Lucas Santos conta que o escritório do qual é sócio, que estava há 15 anos focado na área trabalhista, tinha a maior parte do faturamento – 80% a 90% – oriunda das ações apresentadas à Justiça do Trabalho. Mas o cenário mudou.

“Tivemos que nos reinventar. Daqui dois ou três anos, acreditamos que as reclamações trabalhistas vão representar apenas 20% a 30% do nosso faturamento.”

O motivo pelo qual houve uma “corrida” para apresentar ações em novembro de 2017 foi a data de entrada em vigor da reforma, no dia 11 daquele mês. Entre outros pontos, a reforma trabalhista prevê o pagamento de honorários em caso de derrota na ação, além de custas processuais. Pela regra anterior, o trabalhador que alegasse insuficiência financeira podia requerer o benefício da gratuidade.

‘Pedidos de A a Z’

Em entrevista à BBC News Brasil, o presidente do TST, ministro Brito Pereira, disse que a queda nas ações é positiva e que as pessoas estão mais cautelosas e, muitas vezes, estão até deixando de ingressar com ações.

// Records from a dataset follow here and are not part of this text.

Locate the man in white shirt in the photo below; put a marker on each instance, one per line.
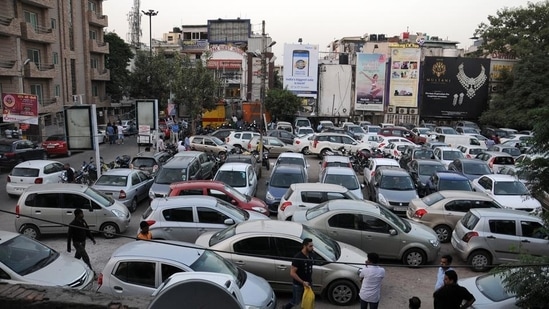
(372, 275)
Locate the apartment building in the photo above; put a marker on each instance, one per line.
(54, 49)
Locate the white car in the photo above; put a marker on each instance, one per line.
(240, 176)
(33, 172)
(508, 191)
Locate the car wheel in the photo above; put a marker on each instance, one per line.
(30, 231)
(109, 230)
(341, 292)
(444, 233)
(414, 257)
(479, 260)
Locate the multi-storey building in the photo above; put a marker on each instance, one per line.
(54, 49)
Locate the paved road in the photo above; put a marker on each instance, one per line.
(400, 283)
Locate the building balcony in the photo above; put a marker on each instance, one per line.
(98, 19)
(37, 33)
(41, 70)
(100, 74)
(9, 26)
(41, 3)
(8, 68)
(99, 47)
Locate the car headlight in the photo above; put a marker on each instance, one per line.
(381, 199)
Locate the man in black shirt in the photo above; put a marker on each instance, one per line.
(451, 295)
(301, 272)
(78, 230)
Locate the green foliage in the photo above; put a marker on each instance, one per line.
(117, 62)
(281, 102)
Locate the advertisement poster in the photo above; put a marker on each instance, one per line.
(301, 69)
(20, 107)
(455, 87)
(404, 78)
(370, 82)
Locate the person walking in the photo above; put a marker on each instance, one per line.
(372, 275)
(445, 262)
(451, 295)
(301, 272)
(78, 231)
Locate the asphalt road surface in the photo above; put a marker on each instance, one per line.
(399, 285)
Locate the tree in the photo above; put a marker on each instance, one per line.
(519, 33)
(195, 88)
(117, 62)
(281, 102)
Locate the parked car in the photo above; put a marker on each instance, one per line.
(486, 237)
(307, 195)
(258, 246)
(282, 177)
(15, 151)
(126, 185)
(443, 209)
(368, 225)
(26, 261)
(508, 191)
(56, 145)
(240, 176)
(221, 191)
(49, 208)
(184, 218)
(137, 268)
(345, 177)
(33, 172)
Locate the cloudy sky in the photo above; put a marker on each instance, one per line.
(317, 22)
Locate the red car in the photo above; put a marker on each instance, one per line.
(56, 145)
(219, 190)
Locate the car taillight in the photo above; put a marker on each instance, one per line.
(420, 213)
(468, 236)
(284, 205)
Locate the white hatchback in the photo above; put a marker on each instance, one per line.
(33, 172)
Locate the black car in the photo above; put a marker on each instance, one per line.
(246, 158)
(15, 151)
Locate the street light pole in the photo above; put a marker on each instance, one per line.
(150, 13)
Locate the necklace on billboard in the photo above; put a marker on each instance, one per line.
(471, 84)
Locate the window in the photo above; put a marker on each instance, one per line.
(140, 273)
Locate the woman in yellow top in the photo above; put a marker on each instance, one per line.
(144, 234)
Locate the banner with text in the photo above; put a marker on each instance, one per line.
(404, 80)
(301, 69)
(20, 107)
(370, 81)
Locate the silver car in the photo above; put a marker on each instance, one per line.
(128, 186)
(137, 268)
(368, 225)
(184, 218)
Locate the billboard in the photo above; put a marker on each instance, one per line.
(301, 69)
(370, 82)
(404, 80)
(20, 107)
(455, 87)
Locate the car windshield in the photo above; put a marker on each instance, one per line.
(210, 261)
(232, 178)
(476, 169)
(24, 255)
(510, 188)
(398, 183)
(348, 181)
(323, 244)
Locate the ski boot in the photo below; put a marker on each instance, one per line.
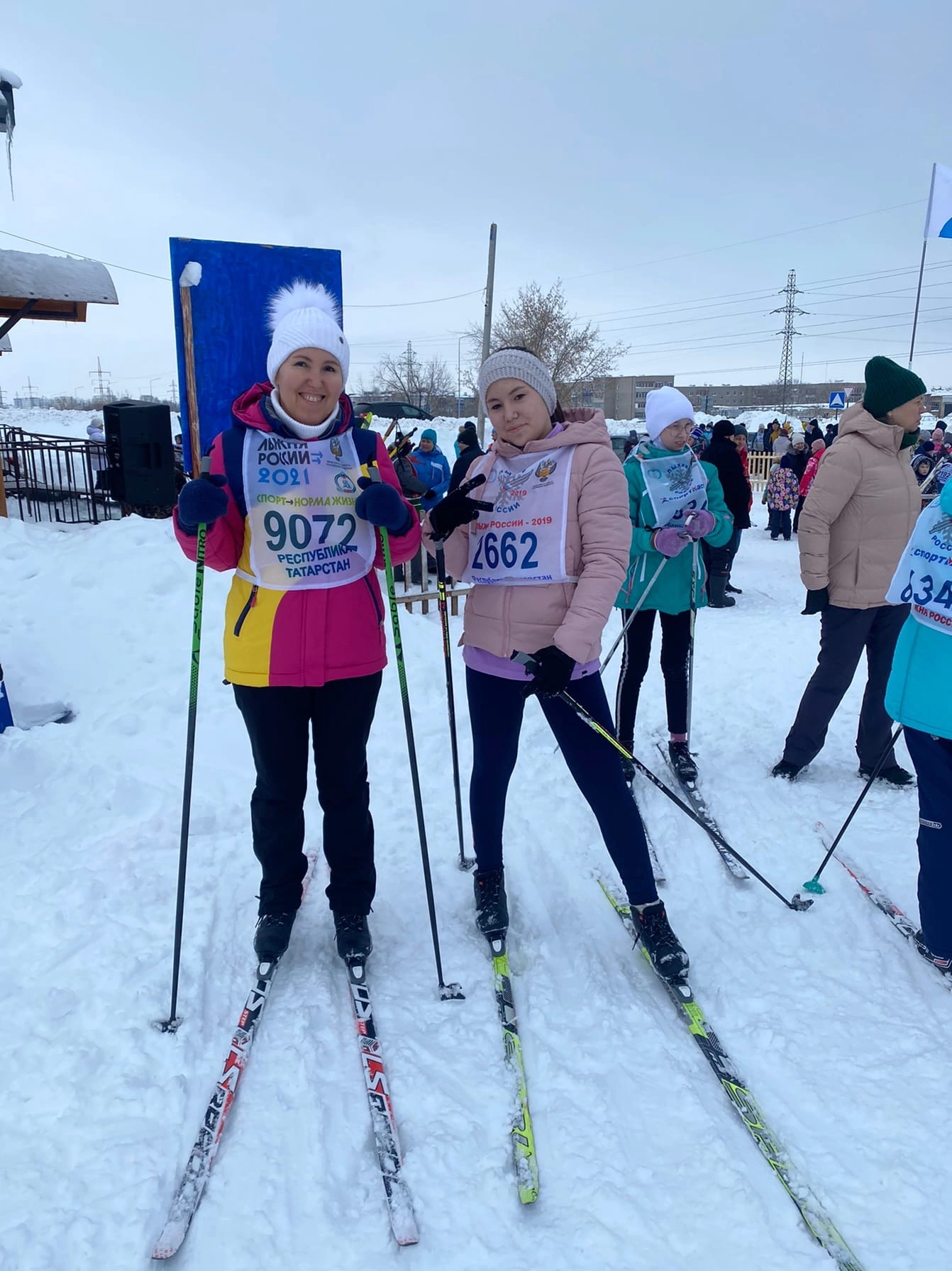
(941, 964)
(492, 910)
(892, 776)
(788, 770)
(271, 936)
(682, 760)
(353, 935)
(660, 942)
(717, 587)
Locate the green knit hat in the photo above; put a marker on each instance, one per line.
(887, 385)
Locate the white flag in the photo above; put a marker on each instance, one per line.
(939, 218)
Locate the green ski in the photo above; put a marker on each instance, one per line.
(817, 1221)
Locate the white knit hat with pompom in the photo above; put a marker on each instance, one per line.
(305, 316)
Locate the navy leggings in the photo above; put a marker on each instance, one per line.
(496, 717)
(932, 757)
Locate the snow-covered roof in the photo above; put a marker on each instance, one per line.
(30, 276)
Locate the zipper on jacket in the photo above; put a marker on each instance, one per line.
(372, 596)
(250, 605)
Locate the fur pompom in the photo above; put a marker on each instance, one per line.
(301, 295)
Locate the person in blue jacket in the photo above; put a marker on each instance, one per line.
(433, 468)
(924, 579)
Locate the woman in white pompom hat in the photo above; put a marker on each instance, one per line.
(287, 509)
(544, 542)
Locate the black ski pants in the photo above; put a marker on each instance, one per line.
(282, 723)
(675, 645)
(844, 633)
(496, 709)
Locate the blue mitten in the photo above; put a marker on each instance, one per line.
(202, 502)
(380, 505)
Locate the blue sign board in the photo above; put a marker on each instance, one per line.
(229, 309)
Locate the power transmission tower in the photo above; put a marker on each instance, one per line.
(414, 388)
(790, 311)
(97, 375)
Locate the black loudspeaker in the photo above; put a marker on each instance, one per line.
(139, 449)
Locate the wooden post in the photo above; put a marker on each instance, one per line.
(487, 324)
(184, 292)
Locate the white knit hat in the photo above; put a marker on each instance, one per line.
(515, 364)
(665, 406)
(305, 316)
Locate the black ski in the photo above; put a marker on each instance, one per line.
(697, 801)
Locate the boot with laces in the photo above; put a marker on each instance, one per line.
(492, 910)
(271, 936)
(663, 946)
(353, 942)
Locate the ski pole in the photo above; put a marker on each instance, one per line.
(446, 990)
(690, 636)
(632, 616)
(797, 903)
(464, 861)
(172, 1023)
(814, 884)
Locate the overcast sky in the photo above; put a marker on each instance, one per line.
(632, 150)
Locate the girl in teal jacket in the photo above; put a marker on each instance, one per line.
(674, 501)
(923, 704)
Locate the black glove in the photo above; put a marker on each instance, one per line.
(553, 672)
(457, 510)
(817, 601)
(202, 502)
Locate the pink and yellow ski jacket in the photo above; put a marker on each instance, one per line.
(294, 638)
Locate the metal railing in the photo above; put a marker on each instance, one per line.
(416, 584)
(57, 479)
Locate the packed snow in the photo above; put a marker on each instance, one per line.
(842, 1031)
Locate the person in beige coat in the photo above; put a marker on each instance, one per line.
(544, 543)
(854, 525)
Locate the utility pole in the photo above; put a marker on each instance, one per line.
(790, 311)
(487, 323)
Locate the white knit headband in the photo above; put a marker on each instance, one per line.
(512, 364)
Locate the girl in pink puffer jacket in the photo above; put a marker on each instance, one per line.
(544, 542)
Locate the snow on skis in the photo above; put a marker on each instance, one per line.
(524, 1160)
(388, 1147)
(815, 1216)
(902, 922)
(699, 805)
(196, 1173)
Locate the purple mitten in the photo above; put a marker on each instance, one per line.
(669, 542)
(699, 524)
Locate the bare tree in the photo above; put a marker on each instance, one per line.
(425, 384)
(538, 319)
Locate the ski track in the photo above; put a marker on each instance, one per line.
(834, 1023)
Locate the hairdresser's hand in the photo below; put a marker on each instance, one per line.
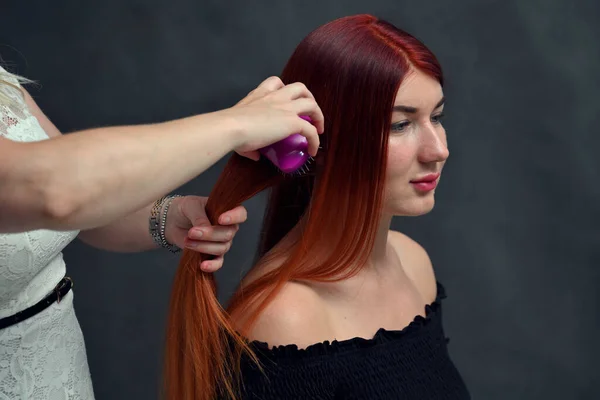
(189, 227)
(271, 112)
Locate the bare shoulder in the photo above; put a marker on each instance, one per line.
(416, 263)
(47, 125)
(297, 315)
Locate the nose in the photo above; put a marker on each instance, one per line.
(434, 147)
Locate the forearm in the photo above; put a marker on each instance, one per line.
(125, 235)
(88, 179)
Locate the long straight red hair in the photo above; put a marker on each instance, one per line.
(354, 67)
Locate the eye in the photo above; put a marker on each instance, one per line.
(399, 126)
(437, 119)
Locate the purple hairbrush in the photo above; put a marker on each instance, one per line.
(290, 155)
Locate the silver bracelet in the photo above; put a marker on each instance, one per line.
(158, 221)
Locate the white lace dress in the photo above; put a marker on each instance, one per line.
(44, 356)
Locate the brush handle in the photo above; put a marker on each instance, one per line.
(289, 154)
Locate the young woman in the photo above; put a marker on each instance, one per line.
(101, 185)
(337, 306)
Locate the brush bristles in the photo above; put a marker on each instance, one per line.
(300, 171)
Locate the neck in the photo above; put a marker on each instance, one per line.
(380, 256)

“As reclamações trabalhistas já não vêm mais com aqueles pedidos de A a Z, como a gente costumava falar aqui: pedidos que sabidamente não eram procedentes ou não tinham pertinência com a reclamação, mas incluíam ali porque, se fossem julgados improcedentes, o reclamante não pagaria honorários advocatícios”, afirmou.

O presidente do TST diz que a possibilidade de firmar acordos extrajudiciais estimulou a “negociação da rescisão do contrato de trabalho diretamente entre o empregado e o empregador” e colaborou para reduzir a quantidade de novas ações.

Para o presidente da Comissão Nacional de Direitos Sociais da Ordem dos Advogados do Brasil (OAB), Antônio Fabrício Gonçalves, o movimento de redução nas ações não deve ser visto como positivo porque, na verdade, não reflete uma diminuição nos conflitos entre trabalhadores e empregadores.

“Se a reforma tivesse trazido pacificação social a ponto de reduzir a demanda, ótimo. Mas não foi isso que aconteceu. O desrespeito aos direitos continua a existir. O que aconteceu é que as pessoas procuram menos a Justiça do Trabalho pelo valor dos custos que têm que pagar em caso de perda de ação, o que não existia anteriormente.”

À espera do Supremo

Esse ponto da reforma é tão polêmico que a palavra final está nas mãos do Supremo Tribunal Federal (STF). Os ministros começaram a julgar o assunto em maio de 2018, mas o julgamento foi interrompido por pedido de vista e não tem data para terminar.

Nesse caso, os ministros vão decidir sobre o ponto específico da reforma que abre a possibilidade de trabalhadores pagarem honorários e custas dos processos. O Ministério Público do Trabalho considera a mudança inconstitucional.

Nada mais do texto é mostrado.